Legal community worried about influence of internet on juries in criminal trials

Second major case collapses as juror admits researching witness

Trial is halted as jury forewoman admits to researching a witness. Photograph:  Collins Courts

Trial is halted as jury forewoman admits to researching a witness. Photograph: Collins Courts

 

There are increasing concerns within the legal community about the influence of the internet on juries in criminal trials as a second major case in a month collapsed because a juror was conducting independent research.

Yesterday the trial of Sandra Higgins (36) of Drumgola Wood in Cavan town was halted after a juror admitted to researching one of the State’s witnesses online. Ms Higgins is accused of causing serious harm to a 10-month-old child she was babysitting.

Judge Martin Nolan warned jurors at the start of the trial not to conduct any of their own research. However, a week into the trial one of the jurors told the judge that the forewoman had looked up a medical witness in the case.

Before dismissing the jury, a visibly angry Judge Nolan told the forewoman, “You disobeyed my instruction.” The judge said the defendant was entitled to a fair trial and “the people of Ireland are entitled to have trials conducted fairly”.

In April the month-long trial of a man accused of kidnapping a couple and their 10-week-old child collapsed at the closing stages when a juror complained that one of them was bringing in outside information.

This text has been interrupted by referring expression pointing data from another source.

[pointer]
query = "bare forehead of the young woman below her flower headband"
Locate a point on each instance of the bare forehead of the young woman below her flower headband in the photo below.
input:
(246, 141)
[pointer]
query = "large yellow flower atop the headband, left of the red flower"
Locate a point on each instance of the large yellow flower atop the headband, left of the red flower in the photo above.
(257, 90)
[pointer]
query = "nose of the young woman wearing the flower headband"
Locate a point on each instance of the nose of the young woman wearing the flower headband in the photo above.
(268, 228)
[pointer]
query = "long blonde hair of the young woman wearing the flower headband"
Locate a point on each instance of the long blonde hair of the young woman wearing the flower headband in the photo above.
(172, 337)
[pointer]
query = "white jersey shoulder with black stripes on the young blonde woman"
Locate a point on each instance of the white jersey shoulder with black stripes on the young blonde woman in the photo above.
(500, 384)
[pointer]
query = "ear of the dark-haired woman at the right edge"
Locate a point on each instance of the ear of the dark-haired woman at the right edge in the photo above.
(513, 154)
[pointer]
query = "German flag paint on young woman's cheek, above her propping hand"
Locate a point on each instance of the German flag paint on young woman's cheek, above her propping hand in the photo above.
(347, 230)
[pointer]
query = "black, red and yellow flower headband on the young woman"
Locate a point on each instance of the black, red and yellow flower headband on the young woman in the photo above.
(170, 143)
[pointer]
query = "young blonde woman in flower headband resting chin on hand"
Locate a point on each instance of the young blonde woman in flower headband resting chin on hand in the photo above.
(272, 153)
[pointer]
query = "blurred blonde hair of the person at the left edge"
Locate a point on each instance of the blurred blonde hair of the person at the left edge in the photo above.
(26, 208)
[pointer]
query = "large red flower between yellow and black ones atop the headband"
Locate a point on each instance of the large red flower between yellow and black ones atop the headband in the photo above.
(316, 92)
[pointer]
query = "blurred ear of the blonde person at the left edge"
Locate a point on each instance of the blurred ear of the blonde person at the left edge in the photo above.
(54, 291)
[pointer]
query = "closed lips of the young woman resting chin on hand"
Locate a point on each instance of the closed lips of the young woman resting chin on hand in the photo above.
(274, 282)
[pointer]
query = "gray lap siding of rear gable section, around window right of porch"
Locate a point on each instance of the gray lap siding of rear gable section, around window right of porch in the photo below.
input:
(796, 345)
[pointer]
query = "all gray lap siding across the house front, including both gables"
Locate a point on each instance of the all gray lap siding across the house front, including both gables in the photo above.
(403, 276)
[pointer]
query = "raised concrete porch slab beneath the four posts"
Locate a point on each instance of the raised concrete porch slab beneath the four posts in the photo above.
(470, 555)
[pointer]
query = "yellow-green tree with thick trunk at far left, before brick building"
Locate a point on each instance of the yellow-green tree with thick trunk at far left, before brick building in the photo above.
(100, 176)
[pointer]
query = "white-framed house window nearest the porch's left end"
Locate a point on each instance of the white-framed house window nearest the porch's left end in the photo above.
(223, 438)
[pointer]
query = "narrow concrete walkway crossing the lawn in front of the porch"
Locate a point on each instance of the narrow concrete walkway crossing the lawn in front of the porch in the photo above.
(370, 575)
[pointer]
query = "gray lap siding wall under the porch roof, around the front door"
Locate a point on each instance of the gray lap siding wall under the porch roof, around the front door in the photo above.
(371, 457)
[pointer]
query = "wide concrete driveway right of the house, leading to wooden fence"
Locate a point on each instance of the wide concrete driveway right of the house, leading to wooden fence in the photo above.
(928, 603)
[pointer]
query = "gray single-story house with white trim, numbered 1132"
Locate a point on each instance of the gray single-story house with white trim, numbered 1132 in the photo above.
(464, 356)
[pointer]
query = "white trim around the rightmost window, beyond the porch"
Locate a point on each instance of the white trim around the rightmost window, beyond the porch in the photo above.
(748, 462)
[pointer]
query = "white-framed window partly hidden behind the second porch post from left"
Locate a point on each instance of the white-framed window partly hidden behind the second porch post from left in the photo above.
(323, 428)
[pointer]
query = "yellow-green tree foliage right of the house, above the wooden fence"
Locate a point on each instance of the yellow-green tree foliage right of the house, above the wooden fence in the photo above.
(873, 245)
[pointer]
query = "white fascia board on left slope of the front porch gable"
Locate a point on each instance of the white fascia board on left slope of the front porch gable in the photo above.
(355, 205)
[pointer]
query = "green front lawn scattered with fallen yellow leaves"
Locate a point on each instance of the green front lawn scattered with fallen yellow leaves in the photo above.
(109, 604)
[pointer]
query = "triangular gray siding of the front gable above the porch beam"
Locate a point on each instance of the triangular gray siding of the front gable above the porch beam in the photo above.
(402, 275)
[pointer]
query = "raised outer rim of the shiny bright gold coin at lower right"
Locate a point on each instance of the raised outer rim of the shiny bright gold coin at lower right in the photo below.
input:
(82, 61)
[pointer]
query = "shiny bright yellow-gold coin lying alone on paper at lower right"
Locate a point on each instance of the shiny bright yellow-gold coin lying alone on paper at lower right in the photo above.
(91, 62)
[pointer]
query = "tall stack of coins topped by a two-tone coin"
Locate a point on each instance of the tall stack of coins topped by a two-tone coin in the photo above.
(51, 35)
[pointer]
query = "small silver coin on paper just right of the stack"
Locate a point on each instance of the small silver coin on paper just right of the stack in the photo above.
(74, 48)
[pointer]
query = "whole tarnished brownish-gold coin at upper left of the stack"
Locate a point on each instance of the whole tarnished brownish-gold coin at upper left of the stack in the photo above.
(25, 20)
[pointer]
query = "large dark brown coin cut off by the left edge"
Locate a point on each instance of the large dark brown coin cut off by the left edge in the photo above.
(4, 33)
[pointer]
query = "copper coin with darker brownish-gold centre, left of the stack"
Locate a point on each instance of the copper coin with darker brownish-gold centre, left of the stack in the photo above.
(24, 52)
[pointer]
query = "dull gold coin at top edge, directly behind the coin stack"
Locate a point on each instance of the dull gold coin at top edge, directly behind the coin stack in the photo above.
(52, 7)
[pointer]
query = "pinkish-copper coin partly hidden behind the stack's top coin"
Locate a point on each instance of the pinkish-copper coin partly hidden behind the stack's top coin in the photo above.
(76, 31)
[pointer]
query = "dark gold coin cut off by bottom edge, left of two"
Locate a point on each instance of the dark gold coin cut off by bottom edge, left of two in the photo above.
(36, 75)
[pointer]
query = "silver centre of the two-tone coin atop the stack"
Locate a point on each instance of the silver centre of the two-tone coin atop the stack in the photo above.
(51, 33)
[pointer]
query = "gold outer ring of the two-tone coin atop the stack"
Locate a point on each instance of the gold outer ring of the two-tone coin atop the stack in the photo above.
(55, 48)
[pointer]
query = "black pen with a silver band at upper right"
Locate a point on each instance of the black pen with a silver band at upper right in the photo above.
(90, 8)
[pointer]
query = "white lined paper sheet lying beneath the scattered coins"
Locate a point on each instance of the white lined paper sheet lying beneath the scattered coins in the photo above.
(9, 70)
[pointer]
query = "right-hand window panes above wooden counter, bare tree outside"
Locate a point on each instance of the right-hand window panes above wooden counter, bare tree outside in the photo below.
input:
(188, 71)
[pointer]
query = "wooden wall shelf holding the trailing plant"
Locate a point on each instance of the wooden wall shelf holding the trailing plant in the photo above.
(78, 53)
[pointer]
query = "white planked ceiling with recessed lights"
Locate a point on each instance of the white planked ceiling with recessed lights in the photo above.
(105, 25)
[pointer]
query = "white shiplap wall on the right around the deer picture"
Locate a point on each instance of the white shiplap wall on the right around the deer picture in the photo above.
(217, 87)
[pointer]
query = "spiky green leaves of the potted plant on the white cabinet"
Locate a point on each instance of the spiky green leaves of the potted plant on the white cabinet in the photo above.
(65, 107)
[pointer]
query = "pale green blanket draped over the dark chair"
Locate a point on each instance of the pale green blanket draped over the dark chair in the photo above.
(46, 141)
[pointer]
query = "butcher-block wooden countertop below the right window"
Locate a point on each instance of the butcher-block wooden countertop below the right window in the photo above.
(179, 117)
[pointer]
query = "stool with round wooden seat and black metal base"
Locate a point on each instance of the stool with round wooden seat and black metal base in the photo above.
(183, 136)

“They’re using that information to make their decision. That is so wrong,” read a note from a concerned juror which was handed to the court.

Smart phones

Jurors researching cases themselves are not a new phenomenon. However, the advent of smart phones and mobile internet access has increased the amount of trials which are collapsing because of outside information getting to the jury.

“The smart phone does increase the risks,” barrister Tony McGillicuddy said. “It means that if people have a curiosity, it’s a very hard temptation to avoid. Barristers would be worried that if you are defending a client who might be notorious, the jurors would Google them and see he was in the Sunday World four weeks in a row.

“But what can you do about it, short of taking people’s phones off them, which nobody wants to do because you’d never get people to do jury service?”

Judges are increasingly giving what are known as “Google warnings” to jurors at the start of trials, reminding them that they must decide the case only on the evidence in court.

One solicitor said that such warnings were like a “wet paint: do not touch” sign.

“If a judge alerts them not to Google, you’re going to have someone who feels the need to do exactly that,” he said.

Mr McGillicuddy said that may be true but the warnings also encouraged jurors to police each other’s actions, as happened in the Higgins case.

“The fact that this juror came into court today and said, ‘look, one of our number hasn’t complied with that direction’; maybe that shows that jurors do comply with their directions.”